In tali ipotesi è di tutta evidenza che oltre all’esclusione normativa, l’ufficio competente può derogare anche all’invito della circolare n 17/2020 atteso che, di fatto, non vi sono elementi da chiarire e i recuperi sono inconfutabili (tanto che al contribuente conviene porvi subito rimedio con il ravvedimento o aderendo all’accertamento per portare a casa sanzioni ridotte).
Importanti puntualizzazioni sono poi effettuate in riferimento alle due casistiche che permettono di “superare” il contraddittorio preventivo:
- per quanto riguarda le ragioni d’urgenza, viene allertata l’attenzione degli uffici sul pericolo derivante sia da reiterate violazioni del contribuente che comportino l’obbligo di denuncia per reati tributari, sia dall’emersione di una circostanza imprevedibile e sopravvenuta che impone una stretta tempistica per gli adempimenti;
- in riferimento al fondato pericolo per la riscossione, si richiede una sorta di motivazione rafforzata tesa ad illustrare il “fondato timore” di perdere la garanzia del credito.
La motivazione rafforzata è invece obbligatoria qualora, pur a seguito del contraddittorio preventivo, non si giunga ad una rideterminazione concordata della pretesa erariale con relativa mancata adesione di parte.
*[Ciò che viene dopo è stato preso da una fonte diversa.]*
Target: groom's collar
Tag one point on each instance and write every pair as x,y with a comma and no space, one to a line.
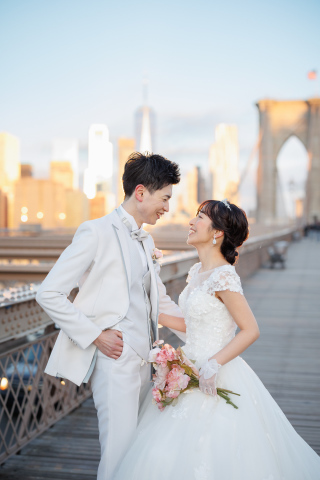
124,214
In tale ipotesi l’avviso di accertamento emesso dall’ufficio deve essere specificatamente motivato con riferimento “ai chiarimenti forniti e ai documenti prodotti dal contribuente”. Sul punto in particolare il documento di prassi evidenzia che gli uffici non possono limitarsi a “motivazioni di stile”, con frasi ciclostilate, ma devono analizzare nel dettaglio le ragioni sollevate dalla parte e adeguatamente replicare, pena altrimenti la nullità dell’atto per difetto di motivazione. Dal che deriva un importante principio che il contribuente deve far proprio: il contraddittorio preventivo rappresenta una sorta di contenzioso anticipato ed è quantomai delicato, essendo fondamentale svolgerlo in maniera adeguata e con l’assistenza di professionisti qualificati.
Le ultime precisazioni riguardano la proroga dei termini di notifica degli atti di accertamento e l’entrata in vigore della nuova disposizione. Su tali punti l’agenzia evidenzia che:
- la proroga di 120 giorni per il termine di notifica si applica in tutte le ipotesi in cui un invito è formulato, anche se trattasi di avvio “facoltativo” della procedura. Sul piano pratico, ipotizzando un invito con data di comparizione fissata dopo il 3 ottobre dell’anno N, con riferimento ad un periodo di imposta il cui termine di decadenza per l’accertamento è previsto per il 31 dicembre del medesimo anno N (con dunque periodo intercorrente 3 ottobre – 31 dicembre, inferiore a 90 giorni), in caso di mancato perfezionamento dell’adesione l’ufficio può notificare l’avviso di accertamento beneficiando della proroga di 120 giorni a decorrere dal 1° gennaio dell’anno N+1;
- rientrano nella nuova disposizione gli avvisi di accertamento emessi dal 1° luglio 2020, ossia gli atti datati e sottoscritti dal titolare dell’ufficio (o da un suo delegato) a partire da tale data. La data in cui il contribuente ha ricevuto l’invito a comparire può essere anche antecedente al 1° luglio 2020, essendo del tutto legittimo un avviso di accertamento emesso dal 1° luglio 2020, purché preceduto da un invito e/o da un contraddittorio con l’ufficio regolarmente svolti, anche se in una data antecedente.